学術大会を東北でやろう~長期的な支援の考え方~

震災の影響を受け、循環器学会や外科学会など、大型の学術大会の中止が目立つようになってきた。あまりにも直近に予定されているとか、会場が被災地なのでやむを得ないという学会もあろうが、そうでない学会、特に地方都市で開催する学術大会については是非実施して頂きたいと考えている。


なぜなら、学術大会の「経済効果」は特に地方都市にとってはバカにならない規模だからだ。


中規模(3000人程度)の大会だとしても、宿泊費・お土産代・飲食費その他遊興費などの個人支出、そして会場費・弁当費なども含めて考えれば1人当りざっくり5-6万円くらいのお金は地元周辺に落ちる。となると、それだけで2億円近く。これだけの経済効果が出せるイベントは、数十万人程度の地方都市経済にとっては間違いなく大きなプラスになる。

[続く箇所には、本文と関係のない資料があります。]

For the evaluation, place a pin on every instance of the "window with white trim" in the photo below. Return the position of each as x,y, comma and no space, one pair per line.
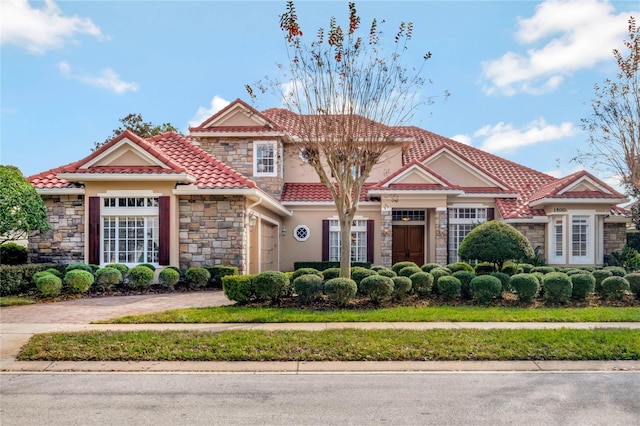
461,221
358,241
264,158
129,230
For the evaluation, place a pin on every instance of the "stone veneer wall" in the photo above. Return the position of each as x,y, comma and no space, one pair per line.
238,154
212,231
535,233
64,243
615,237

実際、震災の1週間前に青森県三沢市で開催された胃癌学会に参加したのだが、その時に乗り込んだタクシーの運転手さんがポツリと呟いた言葉が耳を離れない。「いやぁ、こんなにお客さんが沢山いるなんて、三沢が始まって以来ですよ。」と。


三沢はもう何年も前から、中心の商店街は完全に「シャッター商店街」になっている。そんな中で市内の宿泊施設が満杯になるような学会が行なわれる事の恩恵は東京の人が想像するよりはるかに大きいものだ。あの大会が震災前で、三沢や八戸などの地元の方々ためにも本当に良かったと思う。


そこで提案なのだが、今後数年間、学術総会を東北で意識的に行なうようにしてはどうだろうか。


現在は、被災者に対する直接的な物資・金銭の支援が中心だが、今後被災地への支援は長期的な視点で見る必要がある。それには何といっても地域経済を復興させるという視点が必要だ。


郡山、福島、仙台、盛岡、八戸/三沢、青森などが開催の候補都市になってくるだろう。


もちろん、地方都市で行うと会場が複数に分かれるとか、ただでさえ復興で忙しい地元大学の医局や病院に準備の負担をかけられないとか、すでに別の開催場所が決まってしまっているから変えるのは難しいとか、ハードルは色々あるだろう。


それでも、復興に役立つのであれば、そんなハードルは小さな話ではないだろうか。何も地元の先生が頑張らなくても、土地勘が必要ならその地方の出身者や医局の卒業生が助けるようにしたら良い。そして大会当日は、学術面での研鑽を積むのは勿論として、皆で地元のお酒や食材を頂き、地元の先生方を初め、支援に注力された先生方を慰労させて頂く場にしたら良いではないか。


皆で東北を盛り上げる、という気運が医療界の学会からも出てくるよう、私も働きかけていきたい。